Australian director Sean Byrne has been heralded for his 2009 film The Loved Ones, and film fans have been dying of anticipation for his next project. The Devil’s Candy is well worth the wait.
In an interview with Under The Gun, Byrne was quoted as saying, “If you don’t care, you don’t scare.” For people who turn up their noses at horror movies, this motto might come as a surprise. For horror junkies, though, this sentiment is music to our ears, and in Byrne’s case, that music is heavy metal and played at an ear-splitting volume in The Devil’s Candy.

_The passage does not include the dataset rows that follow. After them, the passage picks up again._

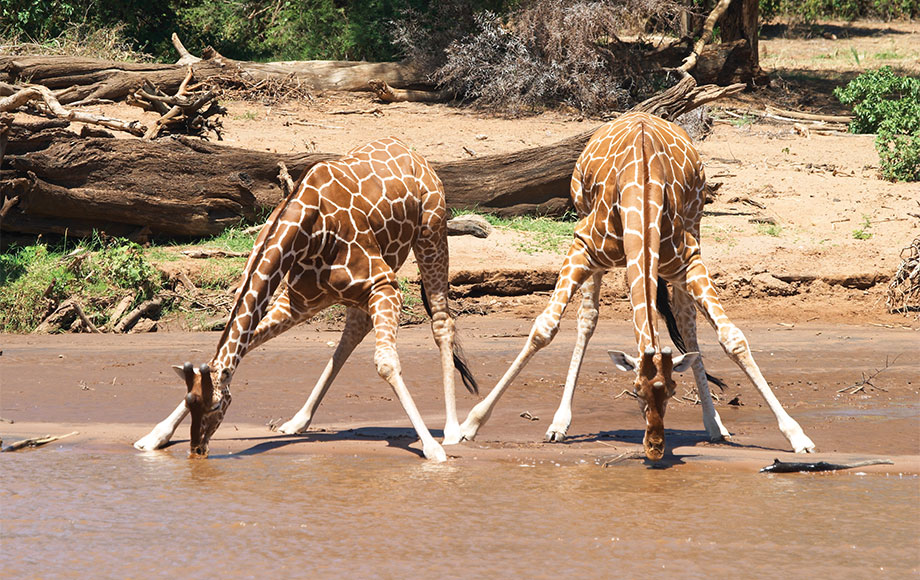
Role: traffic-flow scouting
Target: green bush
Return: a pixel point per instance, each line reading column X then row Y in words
column 889, row 106
column 809, row 11
column 35, row 279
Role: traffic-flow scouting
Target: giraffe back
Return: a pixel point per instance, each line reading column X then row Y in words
column 638, row 165
column 356, row 218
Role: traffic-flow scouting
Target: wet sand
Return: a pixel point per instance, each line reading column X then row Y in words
column 353, row 497
column 114, row 389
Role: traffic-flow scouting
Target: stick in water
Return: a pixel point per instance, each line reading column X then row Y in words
column 795, row 467
column 35, row 441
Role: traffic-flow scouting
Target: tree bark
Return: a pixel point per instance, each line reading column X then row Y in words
column 741, row 22
column 189, row 188
column 78, row 79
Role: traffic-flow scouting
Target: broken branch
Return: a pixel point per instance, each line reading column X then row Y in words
column 36, row 441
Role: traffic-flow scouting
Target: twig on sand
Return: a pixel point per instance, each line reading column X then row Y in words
column 35, row 441
column 795, row 467
column 867, row 380
column 635, row 454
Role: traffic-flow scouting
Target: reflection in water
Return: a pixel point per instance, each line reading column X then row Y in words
column 140, row 515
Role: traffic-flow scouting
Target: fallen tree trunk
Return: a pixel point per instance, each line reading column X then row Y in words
column 79, row 79
column 184, row 187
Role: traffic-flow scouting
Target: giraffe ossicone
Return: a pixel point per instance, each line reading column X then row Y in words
column 338, row 238
column 639, row 190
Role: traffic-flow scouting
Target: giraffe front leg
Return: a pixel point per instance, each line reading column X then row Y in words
column 385, row 304
column 574, row 273
column 685, row 315
column 587, row 322
column 736, row 347
column 357, row 325
column 163, row 432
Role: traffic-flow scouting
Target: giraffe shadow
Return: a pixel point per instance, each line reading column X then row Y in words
column 673, row 438
column 396, row 437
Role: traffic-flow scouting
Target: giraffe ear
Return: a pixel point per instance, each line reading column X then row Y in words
column 623, row 361
column 683, row 362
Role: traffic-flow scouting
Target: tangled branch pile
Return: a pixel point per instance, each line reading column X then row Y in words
column 556, row 52
column 904, row 288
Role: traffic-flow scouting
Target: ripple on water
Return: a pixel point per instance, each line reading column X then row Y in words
column 130, row 515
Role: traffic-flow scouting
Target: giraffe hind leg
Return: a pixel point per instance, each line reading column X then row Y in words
column 357, row 325
column 432, row 256
column 587, row 322
column 384, row 307
column 575, row 272
column 735, row 345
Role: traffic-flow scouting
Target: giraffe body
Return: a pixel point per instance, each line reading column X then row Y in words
column 638, row 188
column 338, row 238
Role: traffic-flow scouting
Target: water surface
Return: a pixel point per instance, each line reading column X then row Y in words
column 71, row 512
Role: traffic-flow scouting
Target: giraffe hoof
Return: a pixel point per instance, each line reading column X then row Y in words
column 452, row 436
column 151, row 442
column 554, row 436
column 803, row 445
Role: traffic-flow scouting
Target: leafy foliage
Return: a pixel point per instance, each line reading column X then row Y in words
column 809, row 11
column 35, row 279
column 552, row 52
column 889, row 106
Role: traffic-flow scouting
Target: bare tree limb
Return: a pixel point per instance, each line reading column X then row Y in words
column 185, row 57
column 388, row 94
column 36, row 441
column 54, row 107
column 132, row 317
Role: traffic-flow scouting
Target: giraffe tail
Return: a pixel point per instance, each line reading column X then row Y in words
column 663, row 302
column 469, row 381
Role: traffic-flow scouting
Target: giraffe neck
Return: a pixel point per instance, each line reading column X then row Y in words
column 641, row 205
column 273, row 254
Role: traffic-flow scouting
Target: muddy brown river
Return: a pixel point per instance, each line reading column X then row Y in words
column 72, row 513
column 352, row 497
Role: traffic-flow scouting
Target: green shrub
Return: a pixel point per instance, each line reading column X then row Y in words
column 809, row 11
column 889, row 106
column 35, row 279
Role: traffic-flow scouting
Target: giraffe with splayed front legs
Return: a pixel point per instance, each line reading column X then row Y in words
column 338, row 238
column 638, row 188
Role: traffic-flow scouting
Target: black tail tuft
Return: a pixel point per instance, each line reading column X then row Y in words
column 469, row 381
column 663, row 303
column 664, row 307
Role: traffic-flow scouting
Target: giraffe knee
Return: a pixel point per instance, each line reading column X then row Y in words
column 442, row 327
column 387, row 365
column 733, row 341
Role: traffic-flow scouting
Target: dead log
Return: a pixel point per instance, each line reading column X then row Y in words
column 63, row 316
column 53, row 107
column 388, row 94
column 710, row 23
column 190, row 188
column 120, row 310
column 36, row 442
column 143, row 309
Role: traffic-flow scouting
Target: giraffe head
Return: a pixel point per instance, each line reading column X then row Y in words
column 654, row 387
column 205, row 404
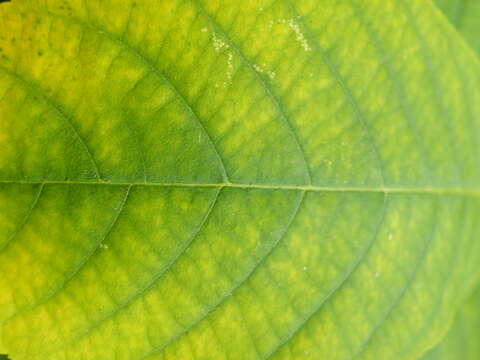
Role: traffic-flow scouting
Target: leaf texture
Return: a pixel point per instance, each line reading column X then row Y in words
column 464, row 15
column 201, row 179
column 461, row 341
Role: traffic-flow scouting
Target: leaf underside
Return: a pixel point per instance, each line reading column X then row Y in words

Ethan Embry is Jesse, a painter who is struggling with both artistic inspiration and a precarious financial situation. He and his stylist wife Astrid (Shiri Appleby), along with their teenaged daughter Zooey (delightful newcomer Kiara Glasco), move into a dirt-cheap house out in the middle of rural Texas. Anyone who’s been to rural Texas, especially in the summer, might question this decision. The house, however, has a giant barn that Jesse can use as a studio, and it has a much more tranquil atmosphere than the family’s previous cramped apartment. The catch? A couple of old people died there.
That may sound like a horror movie cliché, but The Devil’s Candy isn’t one at all. For one, the family of Jesse, Astrid, and Zooey is so tight-knit that you immediately fall in love with them. They’re not perfect, but they’re relatable, and the strong father/daughter bond between hardcore metalheads Jesse and Zooey is believable and adorable.
Secondly, The Devil’s Candy avoids the trap of good vs. evil, presenting a story in which actions are terrible, and not necessarily people. The evil in this film isn’t black and white and even during moments of resolution, there’s no corny message of redemption or triumph, just flawed human beings struggling to survive in a terribly imperfect world.
Finally, the idea of a haunted house is turned on its head in The Devil’s Candy. There is haunting to be found, but there is no Indian burial ground, no Satanic cult members lurking in the dark corridors of the hallways. There is just madness, mayhem, and murder.
This isn’t to say that The Devil’s Candy is some shallow slasher film because it isn’t. It plays on real-life fears and reel-life tropes to create a terrifying, suspenseful tale that resonates deeply. It even throws a few sly self-referential jokes at the audience. It also portrays metal fans with the kind of accuracy that could only come from a true fan of the genre, in this case, writer/director Sean Byrne. This means that The Devil’s Candy has a truly killer soundtrack in addition to more than a few horrific moments and most importantly, an abundance of heart.